Diana spread out her hands with a little French gesture. "It is sometimes just as poignant to say, 'Cherchez l'homme' as, 'Cherchez la femme.'"

"You mean?..."

"That what had happened was another man."

"Ah!..." in quick surprise; and after a short, tense silence, "Then why in the world?..." But again she stayed him with a little arresting hand.

"You wonder why she engaged herself to you?... When you have the clue it is quite simple. The other man loves her, but he has not told her so. I do not know that he ever will. He is a proud, obstinate Englishman, and has no position and no money. Apparently he is ready to let Meryl wreck her life, rather than bless his with herself and her fortune. Some men are like that. It is a mixture of pride and heroics very difficult for a well-meaning cousin like myself to cope with. I think it may even turn my hair grey yet." Again she spread out her hands. "Can you not see the rest?... You yourself led up to it. You urged your united service to South Africa (though why poor South Africa should be dragged in, I don't know), and she, having as she thought lost all hope of simple, personal happiness, decided to give herself to you and to her country. Now do you understand?"

He was silent for a considerable time, thinking deeply; and then, with one of his quick versatile changes, he turned and pounced upon her with the question, "Granting all is as you say, what I want to know is, how have you discovered it?" He looked hard into her face with keen, searching eyes. "How did you know that I had changed?"

He had taken her a little unawares, and suddenly she felt the hot, tell-tale blood mounting higher and higher up her face. She moved restlessly, impatiently, as if his gaze were intolerable, and then replied a trifle lamely, "You must have heard the English proverb, 'Lookers-on see most of the game.'"

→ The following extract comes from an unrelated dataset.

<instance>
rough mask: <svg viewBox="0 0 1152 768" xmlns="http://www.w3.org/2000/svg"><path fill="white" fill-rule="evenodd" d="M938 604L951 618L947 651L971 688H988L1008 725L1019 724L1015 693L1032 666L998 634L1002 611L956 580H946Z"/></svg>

"Ah! I wonder at what particular point you saw first?..."

"In any case it is beside the question," she declared, anxious to get the conversation away from herself. "As I asked you on Tuesday, I ask you again, 'What do you think of a man who marries a woman when he does not love her?'"

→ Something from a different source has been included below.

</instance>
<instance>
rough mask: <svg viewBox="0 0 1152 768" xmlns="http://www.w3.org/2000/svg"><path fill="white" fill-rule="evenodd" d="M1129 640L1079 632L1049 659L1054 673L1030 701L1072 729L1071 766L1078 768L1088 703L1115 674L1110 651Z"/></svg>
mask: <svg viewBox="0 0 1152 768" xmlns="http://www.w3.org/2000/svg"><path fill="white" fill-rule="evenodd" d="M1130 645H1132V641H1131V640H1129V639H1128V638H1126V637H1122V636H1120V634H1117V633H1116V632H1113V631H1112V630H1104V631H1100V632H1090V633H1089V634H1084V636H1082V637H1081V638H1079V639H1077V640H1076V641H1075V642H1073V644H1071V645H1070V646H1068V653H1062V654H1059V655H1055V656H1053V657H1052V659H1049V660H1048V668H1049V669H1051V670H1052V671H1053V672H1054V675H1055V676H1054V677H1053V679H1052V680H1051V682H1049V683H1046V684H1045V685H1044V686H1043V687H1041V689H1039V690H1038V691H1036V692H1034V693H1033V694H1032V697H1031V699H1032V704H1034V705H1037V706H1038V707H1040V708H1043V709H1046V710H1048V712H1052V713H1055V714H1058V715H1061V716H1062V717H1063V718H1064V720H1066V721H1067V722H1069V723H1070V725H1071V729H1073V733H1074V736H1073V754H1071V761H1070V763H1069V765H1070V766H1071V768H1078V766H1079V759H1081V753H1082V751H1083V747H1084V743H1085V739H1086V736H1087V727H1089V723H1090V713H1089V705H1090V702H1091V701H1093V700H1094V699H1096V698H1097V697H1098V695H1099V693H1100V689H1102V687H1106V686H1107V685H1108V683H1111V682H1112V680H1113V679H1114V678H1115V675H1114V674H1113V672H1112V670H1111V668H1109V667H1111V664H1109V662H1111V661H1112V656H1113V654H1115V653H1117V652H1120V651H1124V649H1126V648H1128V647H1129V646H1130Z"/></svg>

"That is not the question you asked me."

"Yes it is," a trifle shortly. Diana was beginning to feel rather like a swimmer out of his depth.

"I beg your pardon, it is not; but we will let it pass for the moment. Granting that what you have told me is true, what do you expect me to do?"

"Tell Meryl the truth."

"And what is the truth?" He was gazing hard at her again, and Diana began to wish she could run away and hide. She knew that her changing colour and averted eyes were telling him something he badly wanted to know.

"O, you're very dense!" she cried, seeking to cover her discomfort. "Tell her you have discovered it is all a mistake; that you do not think she loves you better than all the world; and that you feel yourself wedded to your work, and ... and ... that kind of thing. Of course it won't be nice, but surely you can see it is a far braver thing to do, than just to go on because you are afraid of what the world will say?"

"And suppose Meryl wishes to hold to her promise and give herself to her country?"

"She can still do that, only in some other way."

"And what do you think South Africa will say?"

"O, that's quite beyond me!..." with a little comical grimace, "but, of course, at any cost, you must avert another war!..." They both smiled, and she added more seriously, "You can announce that you discovered in time you were not very well suited to each other, and mutually agreed to break off the engagement."

Again he was silent for a long time, lost in thought. At last, "And when do you think I should say this to Meryl?"

"It will not be any easier through waiting. Why not to-night?"

Again he was silent, and something in the air, some secret, veiled magnetism, told Diana whither his thoughts were tending, and her cheeks grew hot in spite of herself.

"If I speak to Meryl to-night, and she decrees that the engagement shall end, will you promise to ride this way to-morrow morning?"